Although a group therapy modality may be helpful and an effective treatment option, most people who suffer from this disorder will not be able to withstand the minimum social contact necessary to gain a healthy group dynamic. They may quickly become ostracized by the group for pointing out other people's deficits and "wrong-headed" ways of doing things.
Hospitalization is rarely needed for people who suffer from this disorder, unless an extreme or severe stressor or stressful life event occurs which increases the compulsive behaviors to an extent where regular daily activites are halted or present possible risks of harm to the patient. Hospitalization may also be needed when the obsessive thoughts do not allow the individual to conduct any usual activities, paralyzing them in bed or with their accompanying compulsive behaviors.
In most cases, medication for this disorder is not indictated unless the individuals is also suffering from a clearly delineated Axis I diagnosis as well. However, newer medications such as Prozac, an SRRI, have been approved for the treatment of obsessive-compulsive disorder and may provide some relief to individuals with the personality disorder. Long-term use, though, is rarely indicated, appropriate, or beneficial.

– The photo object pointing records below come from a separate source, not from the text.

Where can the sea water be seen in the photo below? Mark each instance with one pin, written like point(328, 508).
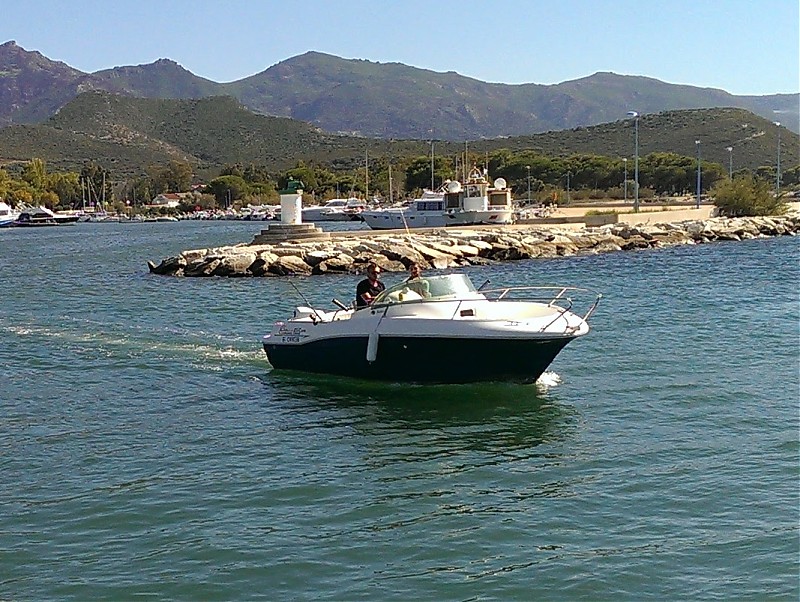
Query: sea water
point(147, 450)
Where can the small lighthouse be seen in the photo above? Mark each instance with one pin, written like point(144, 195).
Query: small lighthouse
point(291, 226)
point(292, 203)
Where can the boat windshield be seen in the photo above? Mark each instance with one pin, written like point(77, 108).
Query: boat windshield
point(452, 286)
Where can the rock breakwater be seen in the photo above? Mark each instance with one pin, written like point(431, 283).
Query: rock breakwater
point(445, 248)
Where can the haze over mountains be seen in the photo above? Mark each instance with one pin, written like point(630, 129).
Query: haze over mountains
point(376, 100)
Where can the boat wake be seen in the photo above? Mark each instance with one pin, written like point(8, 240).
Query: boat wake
point(202, 350)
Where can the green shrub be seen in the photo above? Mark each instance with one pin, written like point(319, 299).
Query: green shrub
point(746, 196)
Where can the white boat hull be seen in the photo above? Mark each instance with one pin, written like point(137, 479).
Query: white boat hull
point(396, 219)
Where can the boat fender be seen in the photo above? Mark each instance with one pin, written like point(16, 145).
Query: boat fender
point(372, 347)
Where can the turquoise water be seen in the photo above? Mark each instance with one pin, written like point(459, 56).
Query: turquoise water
point(148, 452)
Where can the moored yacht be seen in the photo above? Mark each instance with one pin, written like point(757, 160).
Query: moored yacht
point(475, 201)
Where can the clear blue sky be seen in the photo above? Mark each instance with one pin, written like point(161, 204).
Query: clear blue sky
point(741, 46)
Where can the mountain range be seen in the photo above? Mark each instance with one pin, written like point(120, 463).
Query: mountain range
point(375, 100)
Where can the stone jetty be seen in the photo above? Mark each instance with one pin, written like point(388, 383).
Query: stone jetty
point(349, 252)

Self-help methods for the treatment of this disorder are often overlooked by the medical profession because very few professionals are involved in them. Support groups, though, offer an excellent adjunct to continuing medication check-ups once a month, and a way to gain emotional and social support through the community. These groups also allow others to ensure the client is doing well and promotes the client's independence and stability. Many support groups exist within communities throughout the world which are devoted to helping individuals with this disorder share their commons experiences and feelings.
Such support groups are recommended to individuals suffering from this disorder, especially if they have found therapy unhelpful or too expensive.